Судя по тому, как все ринулись наискосок через парк к трапезной, понимаю — не останется ни одного человека. Как говорится, Париж стоит мессы… Что ж, я не лучше других. Зато теперь — вот ведь как устроилось! — нет этого соблазна. До вечера, до девяти часов у меня море времени. Смогу, наконец, свободно поговорить с отцом Бернаром…
Вот он поспешает в своей длинной сутане к подвалу, наверняка хочет лично проследить, чтобы паломники были как следует накормлены завтраком.
— Вы курите? — спрашивает старая дама, сойдя с крыльца и вынимая из кармана чёрной, расшитой весёлыми цветочками вязаной кофты серебряный портсигар. — Это очень хорошие египетские папиросы, угощайтесь.
Положим, это не папиросы, а сигареты в коричневой обёртке. Закуриваю. Благодарю.

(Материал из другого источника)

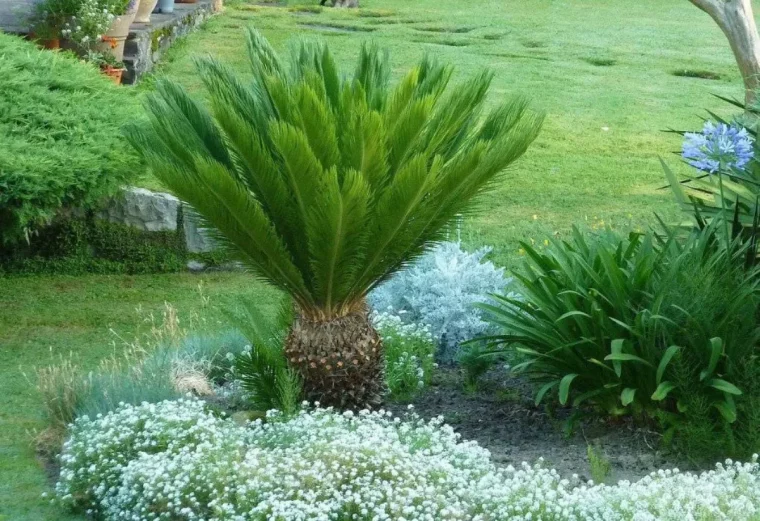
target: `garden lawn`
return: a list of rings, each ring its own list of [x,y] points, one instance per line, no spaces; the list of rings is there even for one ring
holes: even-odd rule
[[[361,0],[358,10],[317,3],[236,2],[172,49],[157,76],[200,93],[193,57],[207,54],[245,73],[248,26],[278,49],[321,39],[347,71],[365,41],[388,49],[396,77],[425,53],[453,64],[454,81],[491,69],[492,99],[523,94],[547,114],[527,155],[466,222],[463,238],[494,246],[504,264],[519,256],[519,240],[540,243],[573,223],[635,228],[655,211],[680,218],[669,192],[658,190],[658,157],[679,162],[672,152],[680,138],[663,130],[699,128],[706,108],[730,114],[712,94],[743,95],[723,34],[687,0]]]
[[[728,114],[712,93],[741,95],[728,44],[687,0],[361,1],[359,10],[314,12],[238,3],[167,53],[156,76],[200,91],[192,58],[206,53],[244,72],[248,25],[278,48],[320,37],[344,64],[373,39],[390,51],[397,75],[425,52],[456,65],[459,79],[491,68],[493,95],[522,93],[547,113],[537,142],[465,223],[463,238],[493,245],[494,260],[508,266],[520,257],[518,240],[541,244],[572,223],[646,226],[655,211],[681,218],[669,193],[658,191],[658,156],[677,164],[670,153],[680,146],[661,131],[698,127],[704,108]],[[151,86],[148,78],[139,89]],[[50,351],[73,351],[94,366],[112,352],[109,328],[132,337],[136,308],[199,308],[201,279],[212,304],[251,287],[264,305],[274,300],[243,274],[0,278],[0,521],[67,519],[40,499],[46,476],[29,433],[44,422],[21,368],[47,363]]]
[[[0,521],[80,519],[40,497],[48,483],[31,438],[45,422],[23,373],[33,379],[35,365],[69,353],[95,367],[121,349],[120,338],[145,331],[149,313],[160,322],[165,301],[179,309],[180,320],[198,312],[201,283],[212,306],[242,294],[255,296],[263,312],[277,304],[274,291],[245,274],[0,278]],[[205,318],[211,327],[220,324],[214,313]]]

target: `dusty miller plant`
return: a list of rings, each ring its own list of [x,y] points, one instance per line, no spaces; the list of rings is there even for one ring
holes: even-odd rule
[[[490,251],[470,253],[459,242],[441,243],[370,293],[370,304],[400,315],[405,323],[427,325],[439,344],[439,359],[452,362],[460,343],[489,331],[475,304],[487,302],[489,294],[511,281],[502,268],[484,260]]]

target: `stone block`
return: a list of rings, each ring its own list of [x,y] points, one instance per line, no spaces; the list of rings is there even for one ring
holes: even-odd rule
[[[148,232],[175,231],[180,204],[173,195],[130,187],[110,199],[98,217]]]
[[[215,249],[214,241],[205,232],[204,228],[198,225],[198,219],[195,217],[193,209],[182,205],[182,226],[185,231],[185,244],[187,251],[190,253],[204,253]]]

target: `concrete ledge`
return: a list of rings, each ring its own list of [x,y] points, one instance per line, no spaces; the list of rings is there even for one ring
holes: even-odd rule
[[[39,0],[0,0],[0,31],[26,34],[29,30],[26,18]]]
[[[198,0],[195,4],[175,4],[171,14],[153,14],[148,24],[132,24],[124,47],[127,70],[122,83],[137,83],[177,38],[194,31],[211,14],[211,0]]]

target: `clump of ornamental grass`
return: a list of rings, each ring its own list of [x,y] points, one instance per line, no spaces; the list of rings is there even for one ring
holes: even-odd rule
[[[124,403],[214,394],[232,377],[230,358],[245,349],[246,339],[232,332],[198,333],[208,324],[203,312],[184,320],[182,326],[167,303],[160,319],[152,313],[143,317],[144,330],[133,340],[117,336],[113,354],[93,370],[82,367],[73,353],[36,368],[27,379],[39,393],[51,431],[40,438],[62,433],[80,416],[106,414]]]
[[[74,411],[81,396],[90,389],[88,380],[74,360],[73,353],[59,356],[55,363],[37,368],[35,373],[34,381],[29,376],[27,380],[36,385],[50,427],[65,429],[74,421]]]
[[[183,399],[77,419],[55,502],[106,521],[754,521],[760,465],[596,485],[499,468],[441,419],[307,408],[238,425]]]
[[[722,225],[523,244],[523,298],[484,306],[501,329],[491,351],[521,357],[513,370],[539,384],[537,405],[659,423],[693,458],[746,458],[760,449],[760,271]]]

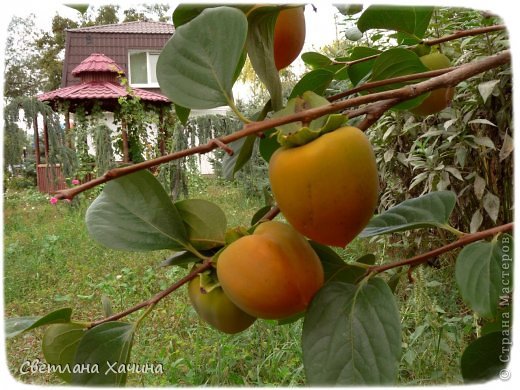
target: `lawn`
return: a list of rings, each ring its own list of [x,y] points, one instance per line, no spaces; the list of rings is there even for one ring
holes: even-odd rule
[[[217,203],[228,226],[247,225],[262,206],[240,186],[214,178],[191,181],[190,197]],[[91,194],[91,197],[93,195]],[[88,194],[87,194],[88,197]],[[114,311],[149,298],[187,273],[160,263],[169,252],[121,252],[92,241],[84,223],[90,200],[60,202],[33,190],[4,194],[5,316],[32,316],[72,307],[73,318],[103,317],[101,300]],[[388,257],[386,244],[355,241],[345,251],[356,259],[367,248]],[[394,248],[395,249],[395,248]],[[421,267],[414,283],[406,277],[397,289],[402,313],[403,357],[399,381],[406,384],[460,383],[458,359],[474,334],[474,319],[453,289],[452,268]],[[461,315],[462,313],[462,315]],[[130,316],[130,319],[136,318]],[[130,374],[131,386],[297,386],[305,376],[301,359],[302,321],[278,326],[259,320],[243,333],[228,336],[201,322],[181,288],[162,300],[140,328],[132,363],[162,365],[162,374]],[[24,361],[43,360],[42,331],[7,340],[9,370],[24,383],[62,383],[53,374],[20,375]]]

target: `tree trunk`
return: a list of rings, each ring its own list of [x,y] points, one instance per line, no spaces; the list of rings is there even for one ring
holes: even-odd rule
[[[39,134],[39,130],[38,130],[38,115],[34,116],[33,128],[34,128],[34,161],[36,162],[36,167],[38,167],[38,165],[40,165],[40,134]]]
[[[49,129],[46,115],[43,116],[43,145],[45,147],[45,164],[49,164]]]
[[[123,119],[121,121],[121,140],[123,141],[123,162],[125,164],[130,162],[130,152],[128,149],[128,132],[126,129],[126,121]]]

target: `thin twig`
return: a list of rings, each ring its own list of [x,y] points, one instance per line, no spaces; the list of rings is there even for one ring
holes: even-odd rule
[[[89,324],[88,328],[93,328],[94,326],[104,324],[105,322],[117,321],[117,320],[119,320],[119,319],[121,319],[123,317],[126,317],[127,315],[129,315],[129,314],[131,314],[133,312],[136,312],[137,310],[140,310],[140,309],[142,309],[144,307],[153,306],[153,305],[157,304],[157,302],[159,302],[164,297],[170,295],[172,292],[174,292],[175,290],[179,289],[184,284],[188,283],[190,280],[195,278],[198,274],[200,274],[201,272],[204,272],[204,271],[210,269],[211,267],[212,267],[211,259],[208,259],[208,260],[204,261],[200,267],[198,267],[195,270],[191,271],[188,275],[186,275],[182,279],[179,279],[177,282],[172,284],[170,287],[168,287],[165,290],[162,290],[161,292],[157,293],[156,295],[154,295],[150,299],[147,299],[146,301],[140,302],[137,305],[134,305],[134,306],[132,306],[132,307],[122,311],[122,312],[119,312],[119,313],[116,313],[114,315],[111,315],[110,317],[106,317],[106,318],[103,318],[101,320],[93,321],[93,322],[91,322]]]
[[[421,43],[424,45],[428,45],[428,46],[435,46],[435,45],[438,45],[439,43],[453,41],[453,40],[459,39],[459,38],[486,34],[486,33],[494,32],[494,31],[502,31],[505,29],[506,29],[505,24],[497,24],[495,26],[487,26],[487,27],[478,27],[478,28],[473,28],[471,30],[456,31],[453,34],[445,35],[440,38],[425,39]]]
[[[362,92],[362,91],[367,91],[367,90],[378,88],[378,87],[383,87],[383,86],[387,86],[387,85],[403,83],[403,82],[406,82],[406,81],[428,79],[430,77],[436,77],[436,76],[440,76],[441,74],[451,72],[452,70],[457,69],[457,68],[458,67],[450,67],[450,68],[444,68],[444,69],[429,70],[427,72],[407,74],[407,75],[404,75],[404,76],[393,77],[391,79],[386,79],[386,80],[371,81],[369,83],[363,83],[361,85],[358,85],[355,88],[351,88],[351,89],[349,89],[347,91],[338,93],[336,95],[329,96],[327,98],[327,100],[329,102],[333,102],[333,101],[342,99],[344,97],[353,95],[355,93]]]
[[[403,266],[416,266],[428,261],[433,257],[437,257],[443,253],[449,252],[455,248],[460,248],[462,246],[468,245],[475,241],[480,241],[484,238],[492,237],[498,233],[504,233],[513,230],[513,222],[507,223],[505,225],[495,226],[494,228],[483,230],[477,233],[465,234],[457,241],[451,242],[434,250],[431,250],[426,253],[422,253],[420,255],[414,256],[409,259],[396,261],[394,263],[383,264],[383,265],[374,265],[368,268],[367,274],[373,273],[377,274],[383,271],[387,271],[392,268],[403,267]]]
[[[477,28],[473,28],[473,29],[470,29],[470,30],[459,30],[459,31],[456,31],[456,32],[454,32],[452,34],[448,34],[448,35],[445,35],[445,36],[440,37],[440,38],[423,39],[419,43],[423,44],[423,45],[427,45],[427,46],[435,46],[435,45],[438,45],[440,43],[454,41],[455,39],[459,39],[459,38],[475,36],[475,35],[481,35],[481,34],[487,34],[489,32],[502,31],[502,30],[505,30],[505,29],[506,29],[506,26],[504,24],[498,24],[498,25],[495,25],[495,26],[487,26],[487,27],[477,27]],[[409,46],[405,46],[405,48],[406,49],[413,49],[415,46],[416,45],[409,45]],[[358,58],[358,59],[352,60],[352,61],[332,61],[332,63],[333,64],[339,64],[339,65],[345,65],[347,67],[350,67],[350,66],[353,66],[353,65],[365,62],[365,61],[373,60],[373,59],[379,57],[380,55],[381,55],[381,53],[377,53],[377,54],[373,54],[371,56]]]
[[[308,110],[303,110],[294,114],[270,118],[260,122],[252,122],[244,125],[241,130],[238,130],[232,134],[218,138],[218,141],[223,144],[229,144],[230,142],[236,141],[240,138],[247,137],[250,134],[257,134],[259,132],[266,131],[268,129],[284,125],[286,123],[298,122],[298,121],[310,121],[312,119],[319,118],[323,115],[330,114],[337,111],[342,111],[350,107],[357,107],[363,104],[374,103],[381,100],[396,99],[396,101],[404,101],[416,96],[419,96],[425,92],[433,91],[434,89],[448,86],[455,86],[463,80],[473,77],[479,73],[485,72],[489,69],[496,68],[500,65],[504,65],[511,61],[511,53],[509,50],[504,50],[499,54],[487,57],[480,61],[471,62],[469,64],[461,65],[450,72],[444,73],[440,76],[430,78],[417,84],[407,85],[402,88],[394,89],[391,91],[383,91],[372,93],[369,95],[358,96],[352,99],[347,99],[338,102],[332,102],[321,107],[316,107]],[[356,111],[353,111],[349,118],[353,118]],[[366,113],[366,111],[365,111]],[[115,168],[106,172],[103,176],[88,181],[84,184],[78,185],[73,188],[60,190],[56,193],[57,199],[72,199],[77,194],[94,188],[100,184],[106,183],[118,177],[122,177],[143,169],[149,169],[154,166],[164,164],[173,160],[177,160],[182,157],[190,156],[193,154],[204,154],[217,148],[218,143],[215,140],[210,140],[208,143],[195,146],[190,149],[174,152],[165,156],[161,156],[152,160],[144,161],[138,164],[129,165],[121,168]]]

— Если вы не боитесь пропустить свой завтрак, может быть, проводите меня на станцию? — Спрашивает она, тоже закуривая. — Ведь вы совсем недавно из Москвы?
— Меньше двух недель.
— А я из Москвы уже семьдесят семь лет… Меня зовут Ольга Владимировна. Я — княгиня (она называет фамилию, известнейшую в истории России). Знаете ли, смертельно надоела среда эмигрантов. А те ваши новые русские, кто сейчас попадает в Париж, я бы сказала — шакалы. Не львы, даже не волки. Шакалы. С ними невозможно, неинтересно говорить. Мне показалось, у вас умное лицо и вы искренне верующий человек. Как это может быть? Я вам позавидовала.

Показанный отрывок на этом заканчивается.